In continuation from my previous posts on hormonal influences on fat loss it is important to state that keeping carbohydrates in your diet can still invoke fat burning.
Another hormone Lipoprotein lipase (LPL) is moderated by insulin levels. Increases in insulin (due to carbohydrate consumption) increase LPL and elevated levels of this hormone are seen in line with elevated blood triglycerides. This is because LPL’s role is to break down triglycerides in the chylomicrons releasing free fatty acids which are then available for energy metabolism or indeed to be restored by the body as fat. If it was all about high insulin equals no fat burning and low insulin levels equalling fat burning it would be a simplification.
This highlights that even during carbohydrate consumption and elevated insulin we will still metabolize fat- a good reason not to exclude carbohydrate from consumption as standard in the long term as a lot of “dietrary extremists” suggest.
There has been tentative research in to the importance of Acylation Stimulating Protein (ASP) which plays a role in the breakdown of triglycerides as well as the transport of glucose. This enzyme which is stimulated by insulin is also stimulated by high numbers of chylomicrons in the blood stream indicating again that high insulin is not the sole mechanism for fat storage.
So what does the science behind fat burning tell us?

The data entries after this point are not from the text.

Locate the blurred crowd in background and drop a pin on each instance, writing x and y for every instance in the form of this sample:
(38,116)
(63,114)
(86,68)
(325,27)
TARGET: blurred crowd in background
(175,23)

Well there are a range of factors that influence the rate of fat breakdown and storage.
It is clear to see that focussing upon one part of this process would be ineffective as a mechanism for fat loss. This also highlights why if you over eat on carbohydrate or indeed fat you will convert excess fuel to be stored as fat regardless of food combinations, timings or amounts.
Taking one supplement may help one part of this process but it may also limit another process in the body over a period of time.
Current obesity research highlights this point in that eating excessive calories from one food source or indeed all the major macronutrients may not be the sole cause of obesity and fat gain:
“…Obesity can arise in the absence of calorie over consumption. In addition, opposite models can show how obesity can be prevented by increasing expenditure to waste energy and stabilize body weight when challenged by hyperphagia (over consumption).”
(Rampone, AJ, Reynolds, PJ. Life Sci. 1988; 43(2):93-110).
“The regulatory systems (of the body) control both energy input and output so that for a given steady state, compensatory changes on the input side are made if expenditure is challenged, or on the output side (expenditure or efficiency) if intake is challenged…Realizing human obesity is caused by the interaction of an obesigenic environment with a large number of susceptibility genes, successful treatment will require uncoupling of these compensatory mechanisms”
(Jequier et al 2002).
“The critical issue in addressing the problem of alterations in body weight
regulation is not intake or expenditure taken separately, but the adjustment of one to the other under ad libitum food intake conditions”
(Buchholz et al 2004).
In the end, as these papers suggest, understanding the relationship between “energy in” and “energy out” requires a more complex energy balance model than currently espoused by the media and health authorities, again this is an example of where there has been an oversimplification (and where a calorie may not necessarily be a calorie) of the science behind not weight loss but fat loss.